Although Top Gun: Maverick star Tom Cruise is a huge horror fan, the actor’s own entries into the genre have not all been major successes. A quick glance at the many unmade Tom Cruise horror movies proves that the blockbuster star has a deep affinity for the genre, even though some of his most promising projects have ended up canceled for various reasons.
Despite his enduring appreciation of the genre, however, Cruise has not starred in many horror movies over the years. Since the actor became a major movie star in his youth, Cruise never needed to build up credits by starring in potentially embarrassing early horror movies before big-name fame came calling. This means that Cruise’s few horror efforts were carefully selected—whether or not that made the end result any better is largely up for debate.
Cruise’s three horror movies to date include a bug-budget action-horror blockbuster based on an existing series, a tragic vampire movie, and an alien invasion thriller. Like Alexander Skarsgård, his horror movies offer a diverse cross-section of the genre. Unfortunately for Cruise, the critical reception of his horror movies is also just as mixed as Skarsgård's inconsistent output in the genre.
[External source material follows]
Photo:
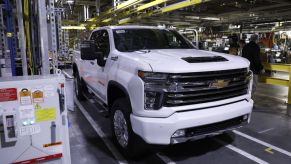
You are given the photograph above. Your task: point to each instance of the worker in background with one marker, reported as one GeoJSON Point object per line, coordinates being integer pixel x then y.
{"type": "Point", "coordinates": [241, 44]}
{"type": "Point", "coordinates": [251, 51]}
Only one of Cruise’s horror movies was a hit with reviewers while another was a critical disaster, and the third divided fans and critics.
2017’s The Mummy was intended to set up an entire Universal Dark Universe, but the flop proved a rare misfire for Tom Cruise. Grim, grey, and terminally un-scary, 2017’s The Mummy squandered an impressive cast including Cruise, Russell Crowe, and Jake Johnson on a story that took itself far too seriously, especially when compared to the Brendan Frasier-led original. The largely humorless tone made rare moments of levity feel misplaced while Cruise’s action heroics made the horror ineffective, resulting in a disastrously misjudged final product. While 1999’s The Mummy offered a perfect template for horror-action blockbuster success, 2017’s The Mummy did its best to kill Universal's doomed Dark Universe before the franchise could get started.
Spielberg’s post 9/11 alien invasion horror War of the Worlds is memorably intense and features some great performances including Cruise’s central turn as the perpetually panicked antihero. However, War of the Worlds is never truly scary despite some thrilling set-pieces and a darker tone than many goofier blockbusters pitting aliens from another world against the military. Tim Robbins steals the show as a creepy survivalist and the preternaturally talented Dakota Fanning is superb as Cruise’s terrified child, but as a whole, War of the Worlds is merely passable where the alien invasion horror could have been unforgettable.
The campy Anne Rice adaptation Interview With A Vampire remains one of the great tragic vampire romances alongside Bram Stoker’s Dracula. Cruise’s co-star and fellow horror fan Brad Pitt impresses as the heartbroken Louis, the brooding counterpart to Cruise’s sneering undead villain Lestat. However, it is a phenomenal turn from then ten-year-old Kristen Dunst that elevates Interview With A Vampire to classic status. Perfectly capturing the balance of horror, camp, and genuine pathos that makes Rice’s melodrama so effective, director Neil Jordan’s Interview With A Vampire remains both an underrated addition to the vampire cinema canon and the best horror movie from Top Gun: Maverick star Tom Cruise (so far).